Ici, tout n'est que luxe, calme et volupté. Tiens d'ailleurs, à propos de luxe, j'ai déjeuné dans un maison de rêve, à Marsolan, un autre de ces villages où l'on a bâti des remparts contre le moche, c'était chez un collègue mousquetaire; la merveille, avec ses jardins suspendus, sa vue qui porte loin, sa "munificence discrète", est en vente* (pas cher en plus, malheureusement, je ne suis pas assez riche…).
Cette région merveilleuse, généreuse, ce pays de cocagne n'est pas le seul à garder la tête haute dans une France qu'on défigure. Loin des parkings de grandes surfaces et des zones pavillonnaires, des délires administrativo-politiques, subsistent des témoignages, villes, villages ou monuments, de la grandeur de ce pays, des lieux encore préservé des hilotes et des vandales.
Pour autant (et ce n'est pas mon propos), vivre dans une carte postale, ce n'est pas obligatoirement vivre dans un musée. J'en veux pour preuve cette cité d'Auvillar qui m'accueille en juillet: bien que classée parmi "les plus beaux villages de France" (un classement qui vaut ce qu'il vaut comme tous les classements mais qui se trompe guère), elle n'en demeure pas moins vivante. On vient s'y balader, y manger, visiter, voir des expositions et même, pour les initiés, y acheter des couteaux de collection, des coupe-cigares et des rabots à truffe**. Car, refusant toute "fatalité rurale", tournant le dos au défaitisme, sans attendre l'aide d'un bon Dieu étatique imaginaire (et de toute façon bien fatigué), ses habitants se démènent comme de beaux diables pour animer leur commune. Des fêtes, des marchés, des brocantes, des célébrations, jusqu'à relancer dans le cinéma de plein-air***…
À croire que la beauté des lieux leur donne du tonus, de l'énergie, de l'envie.

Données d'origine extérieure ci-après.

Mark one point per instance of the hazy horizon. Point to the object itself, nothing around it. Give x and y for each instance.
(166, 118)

Les incite, comme Garonne qui coule à leurs pieds, à regarder devant. Plus loin.
* Comme on dit dans les agences immobilières, pour plus de renseignements, nous consulter…
** Ceux de Robert Losson, photographiés ci-dessus. Le RaboTruffe quant à lui est une arme indispensable.
*** Petit coup de pub: l'association Les Tontons flingueurs (dont les membres ne boivent pas que de la pomme) et l'ASCEAU (créatrice d'un poulailler de village) fêtent ce samedi 19 juillet les cinquante ans (quel bel âge!) de L'Homme de Rio. Le film sera évidemment projeté en plein-air, place du château à Auvillar. Pour l'occasion, le chef et moi sommes réquisitionné pour cuisiner brésilien; ça va nous changer du canard, des cèpes et du toro!